Havia no governo anterior uma relação promíscua entre o setor privado e público?
Ometto - No governo petista piorou muito. Mas em qualquer governo que tenha o Estado (atuando) como empresário, o convite à corrupção é muito grande.
Como combater isso?
Ometto - Sistema de gestão com meritocracia. Qual o estímulo que tem uma pessoa que é funcionária pública e não pode ser mandada embora? Se não tem dono, não tem gente em cima preocupada em fazer uma gestão saudável e dar o máximo do rendimento.
O prefeito Doria ganhou a eleição com esse discurso. O senhor acha que falta um pouco de gestor no governo federal?
Ometto - Acho. O Doria é um caso específico.
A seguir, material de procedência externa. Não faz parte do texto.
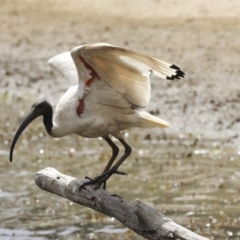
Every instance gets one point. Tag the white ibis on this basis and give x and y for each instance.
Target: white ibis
(109, 89)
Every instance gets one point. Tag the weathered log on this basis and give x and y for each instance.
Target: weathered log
(139, 217)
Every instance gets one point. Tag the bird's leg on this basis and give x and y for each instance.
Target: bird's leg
(115, 151)
(114, 170)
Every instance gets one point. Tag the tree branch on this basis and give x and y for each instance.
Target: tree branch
(139, 217)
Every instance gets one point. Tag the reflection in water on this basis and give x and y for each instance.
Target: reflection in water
(196, 185)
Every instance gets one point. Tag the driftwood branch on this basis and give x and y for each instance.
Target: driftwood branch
(139, 217)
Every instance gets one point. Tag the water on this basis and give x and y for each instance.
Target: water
(195, 184)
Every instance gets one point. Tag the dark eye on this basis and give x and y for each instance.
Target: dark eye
(40, 105)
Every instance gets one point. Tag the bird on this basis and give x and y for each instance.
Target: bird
(109, 87)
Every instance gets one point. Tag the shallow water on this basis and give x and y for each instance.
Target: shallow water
(190, 172)
(193, 181)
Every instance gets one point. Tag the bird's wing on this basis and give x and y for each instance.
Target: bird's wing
(126, 71)
(64, 64)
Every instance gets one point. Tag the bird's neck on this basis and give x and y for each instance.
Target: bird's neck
(47, 120)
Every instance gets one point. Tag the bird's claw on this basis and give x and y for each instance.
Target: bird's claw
(102, 179)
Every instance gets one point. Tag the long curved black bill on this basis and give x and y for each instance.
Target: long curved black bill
(30, 117)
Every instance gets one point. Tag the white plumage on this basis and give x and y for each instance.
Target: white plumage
(115, 99)
(109, 89)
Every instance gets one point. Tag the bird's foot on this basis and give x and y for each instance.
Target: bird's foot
(102, 179)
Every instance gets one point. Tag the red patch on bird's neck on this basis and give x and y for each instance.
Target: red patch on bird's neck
(80, 107)
(93, 72)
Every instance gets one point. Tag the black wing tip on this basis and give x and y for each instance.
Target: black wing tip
(178, 75)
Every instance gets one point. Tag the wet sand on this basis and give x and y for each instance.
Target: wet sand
(203, 108)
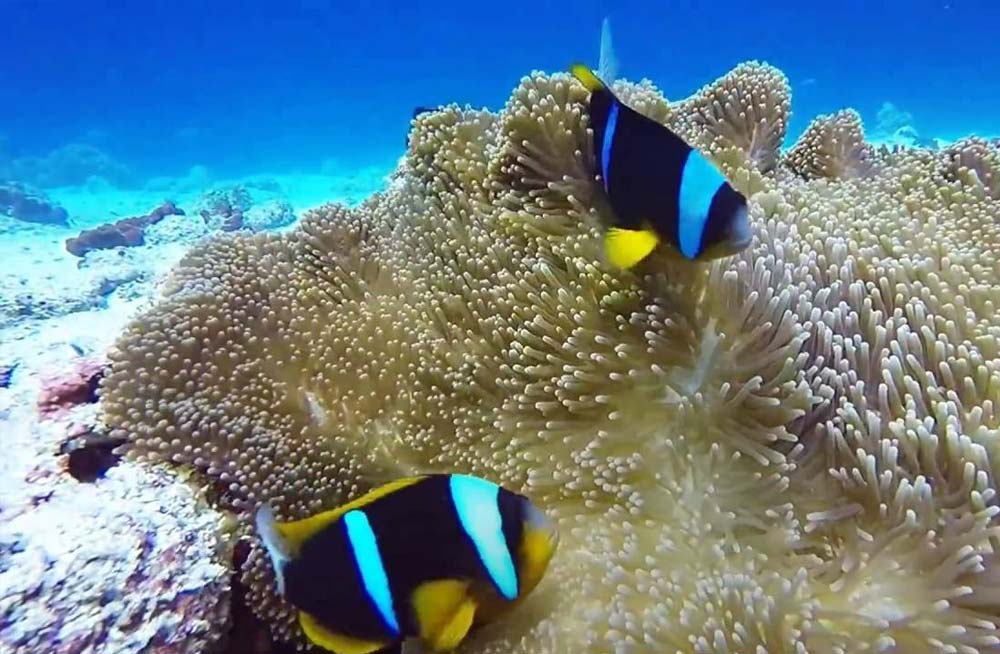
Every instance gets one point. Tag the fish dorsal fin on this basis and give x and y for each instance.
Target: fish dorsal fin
(437, 606)
(335, 642)
(627, 247)
(297, 532)
(607, 67)
(587, 77)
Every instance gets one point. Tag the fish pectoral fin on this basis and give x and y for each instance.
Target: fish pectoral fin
(455, 630)
(627, 247)
(587, 77)
(297, 532)
(335, 642)
(444, 612)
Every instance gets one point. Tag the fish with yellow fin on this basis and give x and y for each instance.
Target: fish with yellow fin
(659, 187)
(417, 561)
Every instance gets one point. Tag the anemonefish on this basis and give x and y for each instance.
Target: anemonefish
(416, 561)
(659, 187)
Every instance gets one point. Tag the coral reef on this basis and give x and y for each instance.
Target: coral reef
(791, 450)
(230, 208)
(71, 164)
(127, 232)
(21, 203)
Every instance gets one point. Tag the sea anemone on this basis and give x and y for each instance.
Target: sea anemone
(789, 450)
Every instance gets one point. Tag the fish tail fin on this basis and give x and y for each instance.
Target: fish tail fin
(587, 77)
(276, 546)
(607, 67)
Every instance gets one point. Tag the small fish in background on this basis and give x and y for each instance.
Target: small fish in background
(7, 374)
(659, 187)
(415, 562)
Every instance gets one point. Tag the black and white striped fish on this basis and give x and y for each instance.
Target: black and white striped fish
(416, 560)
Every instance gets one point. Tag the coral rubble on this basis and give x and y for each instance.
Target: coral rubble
(787, 451)
(98, 556)
(127, 232)
(22, 203)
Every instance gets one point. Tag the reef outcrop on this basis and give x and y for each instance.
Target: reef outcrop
(790, 450)
(127, 232)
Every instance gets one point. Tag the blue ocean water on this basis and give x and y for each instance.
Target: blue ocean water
(247, 87)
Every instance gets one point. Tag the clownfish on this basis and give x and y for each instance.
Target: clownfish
(659, 187)
(414, 562)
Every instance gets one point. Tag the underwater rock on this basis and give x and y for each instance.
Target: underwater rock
(269, 215)
(128, 232)
(231, 208)
(22, 203)
(77, 386)
(789, 450)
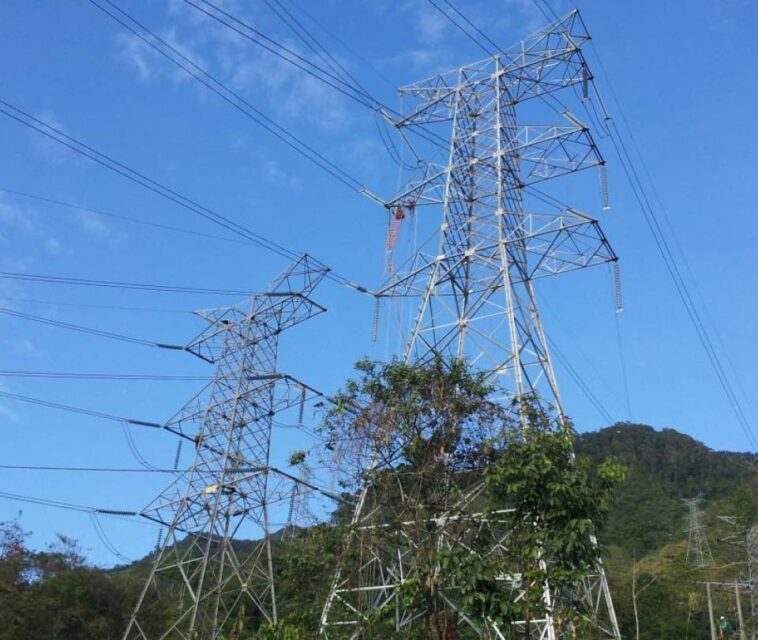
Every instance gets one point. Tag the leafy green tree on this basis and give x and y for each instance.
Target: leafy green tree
(558, 504)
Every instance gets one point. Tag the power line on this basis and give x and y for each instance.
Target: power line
(310, 41)
(340, 41)
(78, 410)
(670, 262)
(541, 5)
(305, 65)
(116, 284)
(68, 506)
(272, 46)
(583, 386)
(99, 212)
(89, 330)
(46, 129)
(62, 375)
(49, 131)
(211, 82)
(461, 27)
(87, 305)
(64, 469)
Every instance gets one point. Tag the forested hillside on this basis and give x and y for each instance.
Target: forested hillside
(56, 594)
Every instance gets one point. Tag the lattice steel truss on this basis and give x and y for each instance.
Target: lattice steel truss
(476, 291)
(752, 577)
(698, 549)
(231, 487)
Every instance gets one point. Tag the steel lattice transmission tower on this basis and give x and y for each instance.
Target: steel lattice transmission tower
(698, 549)
(752, 576)
(229, 490)
(499, 232)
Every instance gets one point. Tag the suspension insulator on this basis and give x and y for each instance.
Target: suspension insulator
(603, 173)
(585, 82)
(178, 453)
(617, 287)
(302, 407)
(375, 327)
(159, 541)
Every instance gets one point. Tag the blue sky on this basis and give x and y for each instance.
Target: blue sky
(684, 74)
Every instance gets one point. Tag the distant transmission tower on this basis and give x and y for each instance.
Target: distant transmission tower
(752, 576)
(230, 488)
(499, 232)
(698, 549)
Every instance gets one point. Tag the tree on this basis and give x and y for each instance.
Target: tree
(417, 437)
(450, 472)
(558, 504)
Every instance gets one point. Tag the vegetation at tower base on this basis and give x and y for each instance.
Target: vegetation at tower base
(54, 593)
(467, 508)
Tem de fazer com que isso seja generalizado. Surgirão outros expoentes como ele.
Há resistência dos servidores à reforma da Previdência. O governo tem de endurecer?
Ometto - Tem que ser duro o suficiente até conseguir aprovar. O ótimo é o inimigo do bom.
O que compete ao governo exatamente?
Ometto - O setor público tem de se concentrar em saúde, educação e defesa. Não deve se meter na parte econômica, fazendo intervenção com política artificial de preços. Não se controla a inflação intervindo na economia. Já se tem as agências reguladoras. Vamos muito a Brasília pedir autorização. Isso leva você a supervalorizar o funcionário público.
Como o senhor vê o cenário econômico e político para 2018? Novas lideranças vão aparecer?
Ometto - Novas lideranças sempre aparecem.
O senhor tem ambição política?
Ometto - Não. Nem para cargos.
A imagem do empresariado ficou arranhada com a Lava Jato?
Ometto - O empresário é sempre visto como bandido. É injusto. Única novela que eu vi que o empresário era bom foi em Pecado Capital (de Janete Clair), com o personagem de Lima Duarte (Salviano Lisboa).
Os futuros investimentos da Cosan estão ligados ao cenário político e econômico?
Ometto - Se as reformas não forem aprovadas, eu não tenho interesse nenhum em fazer investimentos no Brasil.